Une recherche balbutiante et insuffisante pour aborder la complexité de la maladie

La recherche sur le MCS est encore balbutiante et l’effet cumulatif d’expositions à des substances chimiques, qu’elles soient massives ou répétées dans le temps reste encore largement inexpliqué.

En effet, seule une petite fraction des 80 000 produits chimiques actuellement commercialisés a fait l’objet d’études. C’est le cas notamment du bisphénol A, dont l’effet sur la santé commence à être reconnu.

Plusieurs équipes de chercheurs s’investissent cependant à travers le monde et font avancer la connaissance de la maladie et des théories commencent à voir le jour comme celle de l’emballement du cycle NO/ONOO décrite par le Docteur Martin Pall.

Martin Pall, biochimiste américain et professeur honoraire à l’Université de Washington stipule l’existence d’une cause commune à l’ensemble des maladies environnementales.
Le déclenchement de ces maladies serait en effet lié à l’accumulation d’une toxine, l’oxyde nitrique dans le système nerveux central, qui entraînerait la présence de niveaux élevés de peroxynitrique, à l’origine de dommages tissulaires. Dans un livre paru en mai 2007 « Explaining unexplained illnesses », il décrit ainsi les perturbations du cycle NO/ONOO, impliquant ces deux composés chimiques et propose un protocole de soins visant à le réguler.
Les résultats d’une étude italienne parue en avril 2010 confirment également la théorie de Pall (donner les références Chiara de Lucaa). Cette étude démontre que 3 éléments du cycle NO/ONOO sont présents en quantité plus importante chez les patients atteints de MCS que dans la population générale : les cytokines inflammatoires, l’oxyde nitrique et le stress oxydatif.
Pour mieux comprendre les mécanismes du déclenchement du MCS, Dieter Wicher, du Max Plank Institute en Allemagne, propose par ailleurs d’étudier les mécanismes de dérégulation des voies intracellulaires, via la fixation des molécules chimiques sur les récepteurs présents à la surface des cellules.
Début 2010, dans un article intitulé «Mécanismes toxicologiques et d’hypersensibilité » paru dans la revue de toxicologie américaine « General and Applied Toxicology » il démontre l’origine toxicologique de la maladie MCS et les failles de la théorie psychosomatique.

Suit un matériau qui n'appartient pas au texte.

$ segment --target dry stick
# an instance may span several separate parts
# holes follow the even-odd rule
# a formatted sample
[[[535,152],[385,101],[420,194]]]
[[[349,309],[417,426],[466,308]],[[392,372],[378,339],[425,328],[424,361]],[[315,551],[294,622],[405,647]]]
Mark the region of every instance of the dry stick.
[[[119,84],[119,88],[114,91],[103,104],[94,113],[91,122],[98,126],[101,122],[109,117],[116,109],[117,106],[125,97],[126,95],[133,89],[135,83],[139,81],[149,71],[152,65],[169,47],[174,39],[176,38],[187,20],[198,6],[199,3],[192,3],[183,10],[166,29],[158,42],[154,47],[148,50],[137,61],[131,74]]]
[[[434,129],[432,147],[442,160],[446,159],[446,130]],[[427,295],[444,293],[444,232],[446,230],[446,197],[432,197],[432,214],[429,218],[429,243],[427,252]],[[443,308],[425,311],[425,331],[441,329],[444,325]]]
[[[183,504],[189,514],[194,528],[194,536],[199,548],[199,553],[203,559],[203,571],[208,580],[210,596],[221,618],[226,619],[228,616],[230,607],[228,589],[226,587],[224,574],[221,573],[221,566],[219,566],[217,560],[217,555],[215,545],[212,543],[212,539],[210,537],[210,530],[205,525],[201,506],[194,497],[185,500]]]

Claudia Miller est Professeure de médecine environnementale à l’Université du Texas, à San Antonio (Texas). Elle s’intéresse aux causes environnementales des maladies et œuvre pour la prévention, le diagnostic et le traitement des maladies liées à l’environnement. Elle est l’auteur du QUEESI, le questionnaire qui s’est imposé comme standard en matière d’évaluation de l’intolérance chimique.
Elle est également co-auteur d’un livre intitulé : « L’exposition aux produits chimiques : faibles doses et grands enjeux » et a également écrit de nombreux articles publiés dans la littérature scientifique sur risques pour la santé des expositions à des faibles doses de produits chimiques.

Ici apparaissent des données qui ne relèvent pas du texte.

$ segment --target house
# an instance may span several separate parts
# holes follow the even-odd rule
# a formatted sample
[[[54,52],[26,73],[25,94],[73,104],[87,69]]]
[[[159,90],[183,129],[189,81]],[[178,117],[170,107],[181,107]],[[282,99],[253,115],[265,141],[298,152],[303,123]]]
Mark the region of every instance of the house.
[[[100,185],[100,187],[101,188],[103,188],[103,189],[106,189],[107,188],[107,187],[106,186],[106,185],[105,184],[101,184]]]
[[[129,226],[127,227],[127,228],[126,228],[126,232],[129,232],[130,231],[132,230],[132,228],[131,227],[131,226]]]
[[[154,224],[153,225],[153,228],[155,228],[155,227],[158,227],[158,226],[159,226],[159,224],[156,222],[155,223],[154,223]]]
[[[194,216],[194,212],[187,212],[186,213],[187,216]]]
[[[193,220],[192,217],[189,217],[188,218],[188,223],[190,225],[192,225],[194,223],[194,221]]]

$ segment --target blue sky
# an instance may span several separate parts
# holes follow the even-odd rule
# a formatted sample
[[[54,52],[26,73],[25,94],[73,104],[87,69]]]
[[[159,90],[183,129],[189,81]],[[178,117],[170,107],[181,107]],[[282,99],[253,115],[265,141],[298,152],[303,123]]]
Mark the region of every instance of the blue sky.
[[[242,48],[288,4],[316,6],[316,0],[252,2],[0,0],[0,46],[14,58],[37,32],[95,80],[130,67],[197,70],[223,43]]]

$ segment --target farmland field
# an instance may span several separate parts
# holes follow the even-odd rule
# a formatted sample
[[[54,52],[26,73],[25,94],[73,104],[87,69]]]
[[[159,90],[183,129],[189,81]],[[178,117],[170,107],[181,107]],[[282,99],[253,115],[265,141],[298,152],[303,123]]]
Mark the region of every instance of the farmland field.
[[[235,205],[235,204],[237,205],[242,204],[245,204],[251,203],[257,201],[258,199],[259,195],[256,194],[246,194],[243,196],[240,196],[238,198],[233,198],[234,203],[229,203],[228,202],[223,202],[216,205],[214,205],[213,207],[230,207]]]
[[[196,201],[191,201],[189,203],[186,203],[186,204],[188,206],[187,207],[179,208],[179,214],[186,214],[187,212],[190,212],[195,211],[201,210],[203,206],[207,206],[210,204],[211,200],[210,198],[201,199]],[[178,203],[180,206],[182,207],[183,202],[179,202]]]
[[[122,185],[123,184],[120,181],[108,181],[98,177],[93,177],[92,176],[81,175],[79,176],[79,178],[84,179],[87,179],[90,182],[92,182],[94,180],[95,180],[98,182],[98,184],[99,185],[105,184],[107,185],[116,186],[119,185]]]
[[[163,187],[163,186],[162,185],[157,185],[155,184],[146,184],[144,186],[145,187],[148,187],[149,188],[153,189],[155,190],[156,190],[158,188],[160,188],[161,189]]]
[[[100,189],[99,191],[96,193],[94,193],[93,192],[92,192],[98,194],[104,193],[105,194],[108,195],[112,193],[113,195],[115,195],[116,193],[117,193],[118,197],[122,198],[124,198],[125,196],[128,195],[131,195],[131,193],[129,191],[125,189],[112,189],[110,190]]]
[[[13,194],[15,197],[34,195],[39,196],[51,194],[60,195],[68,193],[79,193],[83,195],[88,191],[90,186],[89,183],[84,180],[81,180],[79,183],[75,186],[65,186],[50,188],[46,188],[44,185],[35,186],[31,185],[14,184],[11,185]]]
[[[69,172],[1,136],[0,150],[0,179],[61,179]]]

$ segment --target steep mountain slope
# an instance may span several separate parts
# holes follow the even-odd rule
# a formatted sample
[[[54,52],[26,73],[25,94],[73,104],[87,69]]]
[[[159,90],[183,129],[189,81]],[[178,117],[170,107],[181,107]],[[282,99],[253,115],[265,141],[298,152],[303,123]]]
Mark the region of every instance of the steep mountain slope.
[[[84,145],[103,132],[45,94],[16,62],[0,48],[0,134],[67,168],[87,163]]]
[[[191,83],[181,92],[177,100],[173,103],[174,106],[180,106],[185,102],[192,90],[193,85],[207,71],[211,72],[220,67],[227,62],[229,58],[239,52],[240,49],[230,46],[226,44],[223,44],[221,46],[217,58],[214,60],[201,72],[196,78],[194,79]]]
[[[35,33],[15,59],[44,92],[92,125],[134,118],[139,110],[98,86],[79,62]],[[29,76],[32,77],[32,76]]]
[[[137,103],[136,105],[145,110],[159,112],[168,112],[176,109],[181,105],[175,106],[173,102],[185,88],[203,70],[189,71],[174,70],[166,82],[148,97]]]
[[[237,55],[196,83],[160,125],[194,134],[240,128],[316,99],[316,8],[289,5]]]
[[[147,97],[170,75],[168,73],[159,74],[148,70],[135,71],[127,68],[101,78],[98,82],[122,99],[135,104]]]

William Réa est docteur en Médecine reçoit des patients MCS depuis plus de 20 ans dans son centre spécialisé situé à Dallas (Texas).
Dans un livre intitulé « Réversibilité des maladies dégénératives chroniques et de l’hypersensibilité », il étudie la façon dont les polluants environnementaux s’associent aux facteurs génétiques et au mode de vie pour perturber les mécanismes d’autorégulation de nos cellules. En se fondant sur de nombreux cas cliniques, il explore la relation entre la pollution environnementale et le déclenchement des maladies environnementales et explore les moyens d’inverser les dysfonctionnements ainsi induits.

Grace Ziem

Le Docteur Grace Ziem a plus de 38 ans de pratique médicale et a suivi de nombreux patients atteints de MCS. Sur son site www.chemicalinjury.net, elle dresse la liste des substances à risque pour les malades MCS.